De tout cela, seuls les dodos viennent d’un pays voisin (le Niger), du Burkina Faso ; les autres sont d’origine outre-mer. Et ce sont ces références culturelles que l’on offre aux Ouagavillois. Et on s’étonne que les grafitis sur les murs de la ville ne parlent que de Hong-Kong, de Babylone, etc. Quelle occasion est donnée aux Ouagavillois de connaître le fondateur de leur ville, ou son organisation de l’espace, ou encore le rôle et les fonctions de ses quartiers. Bref, quel background donne-t-on au Ouagavillois pour qu’il ne soit pas complexé quand son ami de Loudun lui parlera du Cardinal de Richelieu ?

Pas de bibliothèque municipale

Chercher un document sur la ville de Ouagadougou, sur quelque thème que ce soit : histoire, géographie, architecture, archéologie, santé, personnalités, etc. Vous en trouverez certes. Mais il faut attacher votre ceinture, comme on dit, pour sillonner les bibliothèques de la ville : Méliès, archevêché, CNRST, université, etc. on peut y aller, mais pas à la mairie. En effet, la commune de Ouagadougou n’a pas de centre de documentation vraiment spécialisé sur elle.

Par ailleurs, on ne sait pas qui veille et rassemble tout ce qui se produit sur elle. Autrement dit, personne ne maîtrise le potentiel documentaire sur la ville (que le « service » qui est au secteur 23, non loin de la mairie de Nongremassom et en face de l’hôtel Silmandé, nous en excuse beaucoup). D’où, des redites que l’on constate çà et là dans les bibliothèques et les librairies. On l’aurait su qu’on orienterait les recherches là où il y a déficit par exemple.

Sur la corde des ancêtres

Pour des contraintes de pagination, nous nous en tenons pour l’instant à ces constats. Qu’en retenir ? Le patrimoine a un rôle social important. Il permet à chacun d’une part de prendre conscience qu’il appartient à un groupe humain (passé commun, parenté,…) ; et d’autre part, de comprendre le présent (les événements, les modes de vie). Et cela, ce sont les Européens qui l’ont le mieux compris. Lisons ces mots de Joseph Ki-Zerbo : « Ce qui frappe dans les pays européens, c’est cet auto-investissement continu du passé dans le présent.

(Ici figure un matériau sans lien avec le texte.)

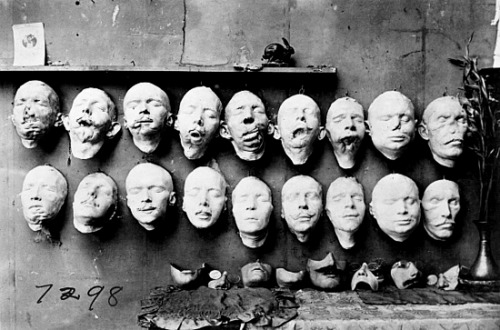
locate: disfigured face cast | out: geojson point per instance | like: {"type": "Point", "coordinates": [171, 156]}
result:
{"type": "Point", "coordinates": [441, 204]}
{"type": "Point", "coordinates": [302, 205]}
{"type": "Point", "coordinates": [345, 127]}
{"type": "Point", "coordinates": [299, 126]}
{"type": "Point", "coordinates": [91, 121]}
{"type": "Point", "coordinates": [94, 203]}
{"type": "Point", "coordinates": [35, 112]}
{"type": "Point", "coordinates": [391, 123]}
{"type": "Point", "coordinates": [345, 207]}
{"type": "Point", "coordinates": [395, 206]}
{"type": "Point", "coordinates": [444, 124]}
{"type": "Point", "coordinates": [150, 191]}
{"type": "Point", "coordinates": [204, 196]}
{"type": "Point", "coordinates": [43, 195]}
{"type": "Point", "coordinates": [252, 207]}
{"type": "Point", "coordinates": [147, 111]}
{"type": "Point", "coordinates": [246, 124]}
{"type": "Point", "coordinates": [198, 121]}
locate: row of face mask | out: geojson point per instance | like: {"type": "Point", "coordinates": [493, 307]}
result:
{"type": "Point", "coordinates": [391, 123]}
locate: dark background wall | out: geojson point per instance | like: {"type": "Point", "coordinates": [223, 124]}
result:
{"type": "Point", "coordinates": [375, 45]}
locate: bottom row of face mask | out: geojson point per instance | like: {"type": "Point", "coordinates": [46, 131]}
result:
{"type": "Point", "coordinates": [326, 274]}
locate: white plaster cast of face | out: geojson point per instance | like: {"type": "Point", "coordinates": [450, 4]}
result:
{"type": "Point", "coordinates": [256, 274]}
{"type": "Point", "coordinates": [204, 196]}
{"type": "Point", "coordinates": [299, 126]}
{"type": "Point", "coordinates": [150, 191]}
{"type": "Point", "coordinates": [345, 207]}
{"type": "Point", "coordinates": [94, 203]}
{"type": "Point", "coordinates": [43, 195]}
{"type": "Point", "coordinates": [91, 121]}
{"type": "Point", "coordinates": [391, 123]}
{"type": "Point", "coordinates": [35, 112]}
{"type": "Point", "coordinates": [301, 205]}
{"type": "Point", "coordinates": [146, 110]}
{"type": "Point", "coordinates": [405, 274]}
{"type": "Point", "coordinates": [444, 124]}
{"type": "Point", "coordinates": [441, 204]}
{"type": "Point", "coordinates": [395, 206]}
{"type": "Point", "coordinates": [198, 121]}
{"type": "Point", "coordinates": [252, 208]}
{"type": "Point", "coordinates": [345, 127]}
{"type": "Point", "coordinates": [246, 124]}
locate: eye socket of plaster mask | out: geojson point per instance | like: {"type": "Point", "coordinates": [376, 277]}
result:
{"type": "Point", "coordinates": [345, 127]}
{"type": "Point", "coordinates": [35, 112]}
{"type": "Point", "coordinates": [444, 126]}
{"type": "Point", "coordinates": [246, 125]}
{"type": "Point", "coordinates": [204, 196]}
{"type": "Point", "coordinates": [345, 207]}
{"type": "Point", "coordinates": [150, 192]}
{"type": "Point", "coordinates": [391, 122]}
{"type": "Point", "coordinates": [397, 211]}
{"type": "Point", "coordinates": [94, 203]}
{"type": "Point", "coordinates": [198, 121]}
{"type": "Point", "coordinates": [146, 110]}
{"type": "Point", "coordinates": [299, 126]}
{"type": "Point", "coordinates": [256, 274]}
{"type": "Point", "coordinates": [91, 121]}
{"type": "Point", "coordinates": [302, 205]}
{"type": "Point", "coordinates": [441, 204]}
{"type": "Point", "coordinates": [43, 195]}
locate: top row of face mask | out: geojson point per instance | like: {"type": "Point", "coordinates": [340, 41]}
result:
{"type": "Point", "coordinates": [390, 122]}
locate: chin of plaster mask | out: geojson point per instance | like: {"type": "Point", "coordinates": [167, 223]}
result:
{"type": "Point", "coordinates": [94, 203]}
{"type": "Point", "coordinates": [198, 121]}
{"type": "Point", "coordinates": [324, 274]}
{"type": "Point", "coordinates": [345, 127]}
{"type": "Point", "coordinates": [405, 274]}
{"type": "Point", "coordinates": [146, 110]}
{"type": "Point", "coordinates": [204, 197]}
{"type": "Point", "coordinates": [43, 195]}
{"type": "Point", "coordinates": [246, 125]}
{"type": "Point", "coordinates": [302, 205]}
{"type": "Point", "coordinates": [299, 126]}
{"type": "Point", "coordinates": [91, 121]}
{"type": "Point", "coordinates": [35, 112]}
{"type": "Point", "coordinates": [391, 122]}
{"type": "Point", "coordinates": [288, 280]}
{"type": "Point", "coordinates": [364, 275]}
{"type": "Point", "coordinates": [256, 274]}
{"type": "Point", "coordinates": [444, 125]}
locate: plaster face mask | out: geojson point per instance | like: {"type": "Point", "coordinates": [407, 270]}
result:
{"type": "Point", "coordinates": [43, 195]}
{"type": "Point", "coordinates": [198, 121]}
{"type": "Point", "coordinates": [345, 207]}
{"type": "Point", "coordinates": [302, 205]}
{"type": "Point", "coordinates": [91, 121]}
{"type": "Point", "coordinates": [147, 110]}
{"type": "Point", "coordinates": [324, 274]}
{"type": "Point", "coordinates": [246, 125]}
{"type": "Point", "coordinates": [441, 204]}
{"type": "Point", "coordinates": [94, 203]}
{"type": "Point", "coordinates": [405, 274]}
{"type": "Point", "coordinates": [444, 126]}
{"type": "Point", "coordinates": [150, 191]}
{"type": "Point", "coordinates": [345, 127]}
{"type": "Point", "coordinates": [35, 112]}
{"type": "Point", "coordinates": [204, 196]}
{"type": "Point", "coordinates": [299, 126]}
{"type": "Point", "coordinates": [252, 208]}
{"type": "Point", "coordinates": [256, 274]}
{"type": "Point", "coordinates": [391, 122]}
{"type": "Point", "coordinates": [364, 276]}
{"type": "Point", "coordinates": [396, 210]}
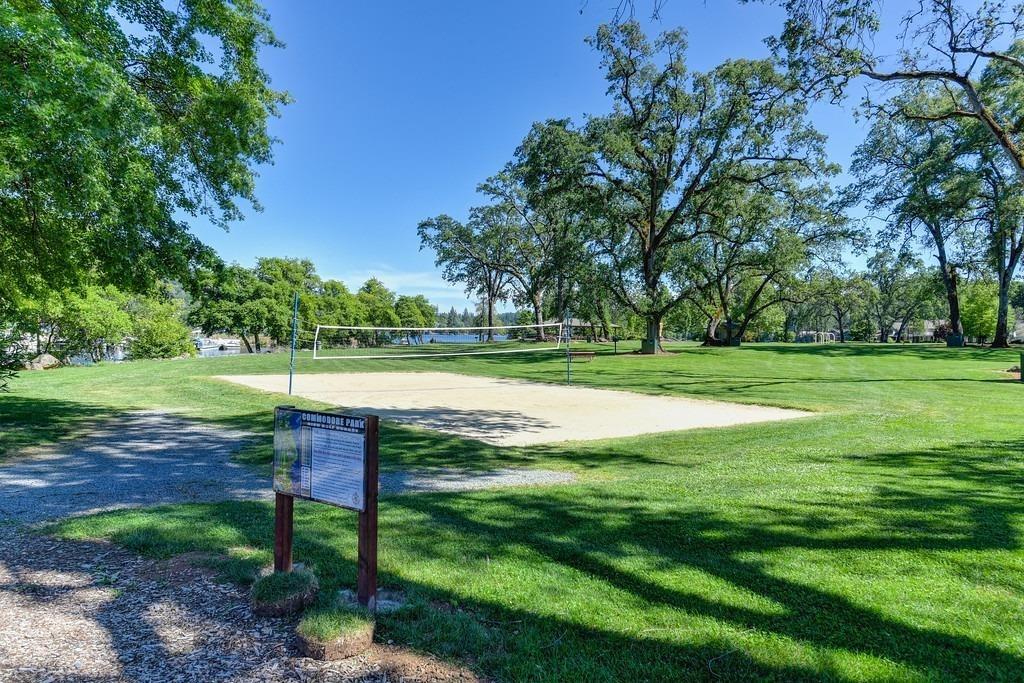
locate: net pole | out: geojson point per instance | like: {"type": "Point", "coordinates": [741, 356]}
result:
{"type": "Point", "coordinates": [568, 353]}
{"type": "Point", "coordinates": [295, 335]}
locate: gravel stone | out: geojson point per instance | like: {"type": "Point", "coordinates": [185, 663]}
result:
{"type": "Point", "coordinates": [139, 459]}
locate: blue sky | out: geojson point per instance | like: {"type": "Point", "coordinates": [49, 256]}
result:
{"type": "Point", "coordinates": [401, 108]}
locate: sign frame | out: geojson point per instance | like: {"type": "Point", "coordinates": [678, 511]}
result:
{"type": "Point", "coordinates": [294, 438]}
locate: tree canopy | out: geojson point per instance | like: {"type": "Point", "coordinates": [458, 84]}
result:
{"type": "Point", "coordinates": [118, 121]}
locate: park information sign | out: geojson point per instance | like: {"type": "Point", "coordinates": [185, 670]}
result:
{"type": "Point", "coordinates": [321, 457]}
{"type": "Point", "coordinates": [328, 458]}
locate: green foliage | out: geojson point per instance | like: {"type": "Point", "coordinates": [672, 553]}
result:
{"type": "Point", "coordinates": [862, 329]}
{"type": "Point", "coordinates": [877, 540]}
{"type": "Point", "coordinates": [379, 303]}
{"type": "Point", "coordinates": [119, 120]}
{"type": "Point", "coordinates": [410, 314]}
{"type": "Point", "coordinates": [10, 356]}
{"type": "Point", "coordinates": [93, 319]}
{"type": "Point", "coordinates": [979, 308]}
{"type": "Point", "coordinates": [158, 331]}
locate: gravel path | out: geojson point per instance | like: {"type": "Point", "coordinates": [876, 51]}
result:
{"type": "Point", "coordinates": [90, 611]}
{"type": "Point", "coordinates": [138, 459]}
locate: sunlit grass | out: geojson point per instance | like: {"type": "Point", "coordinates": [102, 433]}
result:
{"type": "Point", "coordinates": [880, 540]}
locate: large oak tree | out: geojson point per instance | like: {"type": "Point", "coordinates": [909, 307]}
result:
{"type": "Point", "coordinates": [119, 120]}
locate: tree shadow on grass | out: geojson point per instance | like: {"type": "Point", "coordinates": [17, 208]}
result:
{"type": "Point", "coordinates": [591, 538]}
{"type": "Point", "coordinates": [957, 500]}
{"type": "Point", "coordinates": [29, 422]}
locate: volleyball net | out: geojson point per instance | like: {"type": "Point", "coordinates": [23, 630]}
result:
{"type": "Point", "coordinates": [341, 342]}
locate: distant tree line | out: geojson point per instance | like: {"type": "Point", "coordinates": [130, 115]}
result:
{"type": "Point", "coordinates": [257, 303]}
{"type": "Point", "coordinates": [701, 204]}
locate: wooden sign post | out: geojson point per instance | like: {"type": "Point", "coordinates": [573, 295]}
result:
{"type": "Point", "coordinates": [328, 458]}
{"type": "Point", "coordinates": [367, 578]}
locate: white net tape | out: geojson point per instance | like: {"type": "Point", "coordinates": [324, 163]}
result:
{"type": "Point", "coordinates": [364, 342]}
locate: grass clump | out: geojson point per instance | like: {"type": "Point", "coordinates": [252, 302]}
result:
{"type": "Point", "coordinates": [330, 624]}
{"type": "Point", "coordinates": [282, 593]}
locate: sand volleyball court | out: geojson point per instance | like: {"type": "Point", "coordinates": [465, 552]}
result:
{"type": "Point", "coordinates": [506, 412]}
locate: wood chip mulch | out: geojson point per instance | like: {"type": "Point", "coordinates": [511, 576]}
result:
{"type": "Point", "coordinates": [91, 611]}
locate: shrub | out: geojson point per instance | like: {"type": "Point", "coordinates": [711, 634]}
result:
{"type": "Point", "coordinates": [158, 331]}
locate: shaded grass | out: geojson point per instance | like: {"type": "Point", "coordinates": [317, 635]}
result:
{"type": "Point", "coordinates": [278, 586]}
{"type": "Point", "coordinates": [880, 540]}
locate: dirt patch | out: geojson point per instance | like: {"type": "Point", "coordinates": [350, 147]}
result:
{"type": "Point", "coordinates": [510, 413]}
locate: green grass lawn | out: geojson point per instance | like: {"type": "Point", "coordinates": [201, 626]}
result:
{"type": "Point", "coordinates": [880, 540]}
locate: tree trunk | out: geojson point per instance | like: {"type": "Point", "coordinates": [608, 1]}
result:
{"type": "Point", "coordinates": [539, 313]}
{"type": "Point", "coordinates": [491, 317]}
{"type": "Point", "coordinates": [710, 339]}
{"type": "Point", "coordinates": [652, 343]}
{"type": "Point", "coordinates": [1001, 338]}
{"type": "Point", "coordinates": [949, 281]}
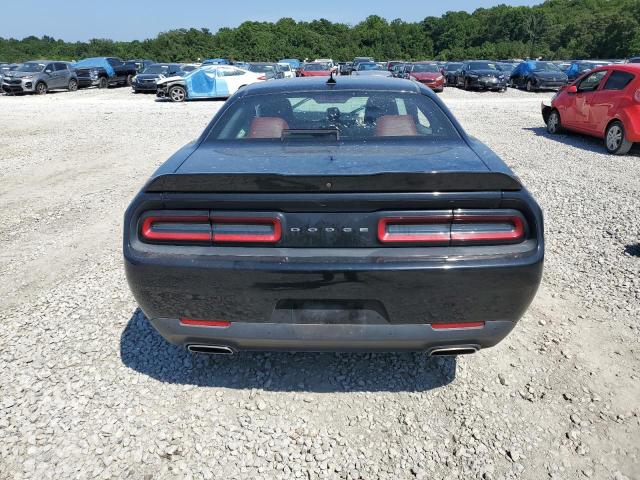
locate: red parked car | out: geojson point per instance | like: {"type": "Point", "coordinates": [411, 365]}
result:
{"type": "Point", "coordinates": [604, 103]}
{"type": "Point", "coordinates": [316, 70]}
{"type": "Point", "coordinates": [427, 73]}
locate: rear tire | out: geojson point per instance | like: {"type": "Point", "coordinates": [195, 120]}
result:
{"type": "Point", "coordinates": [41, 88]}
{"type": "Point", "coordinates": [615, 139]}
{"type": "Point", "coordinates": [553, 123]}
{"type": "Point", "coordinates": [177, 94]}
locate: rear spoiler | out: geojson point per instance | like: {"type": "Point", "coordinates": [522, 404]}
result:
{"type": "Point", "coordinates": [379, 182]}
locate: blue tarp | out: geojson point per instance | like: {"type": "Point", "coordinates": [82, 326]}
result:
{"type": "Point", "coordinates": [95, 62]}
{"type": "Point", "coordinates": [203, 82]}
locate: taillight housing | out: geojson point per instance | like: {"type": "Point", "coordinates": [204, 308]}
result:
{"type": "Point", "coordinates": [455, 228]}
{"type": "Point", "coordinates": [203, 227]}
{"type": "Point", "coordinates": [185, 227]}
{"type": "Point", "coordinates": [246, 229]}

La continuité n’est pas rompue. Les hommes politiques citent les auteurs du XVIe siècle ou même les écrivains gréco-latins. Le nom des avions ressuscite les réalisations du passé ; caravelle, frégate, etc. Les navires et les bars font revivre les grandes figures ou batailles historiques : Richelieu, Pasteur, Jules Vernes, Trafalgar, etc. ».

Nous n’avons jamais dit de ramener le passé à la vie. Nous demandons de « créer un capital spirituel qui constitue une source multiforme et permanente d’inspiration... » pour les hommes politiques, les poètes, les écrivains, les hommes de théâtre, les musiciens, les savants de toutes sortes et, aussi, tout simplement pour l’homme de la rue. Un adage bien connu dit ceci : « C’est sur la corde tressée par les ancêtres que l’on tresse la nouvelle corde ».

Lorsqu’on laisse sombrer dans la nuit de l’ignorance des trésors culturels de notre capitale, n’est-ce pas là, vraiment, un exemple du manque de sens de la continuité dont parle Ki-Zerbo ? Quelle sera la trame de la nouvelle corde que les nouvelles générations doivent tresser ? C’étaient là, juste, quelques préoccupations et inquiétudes d’un gestionnaire du patrimoine immobilier.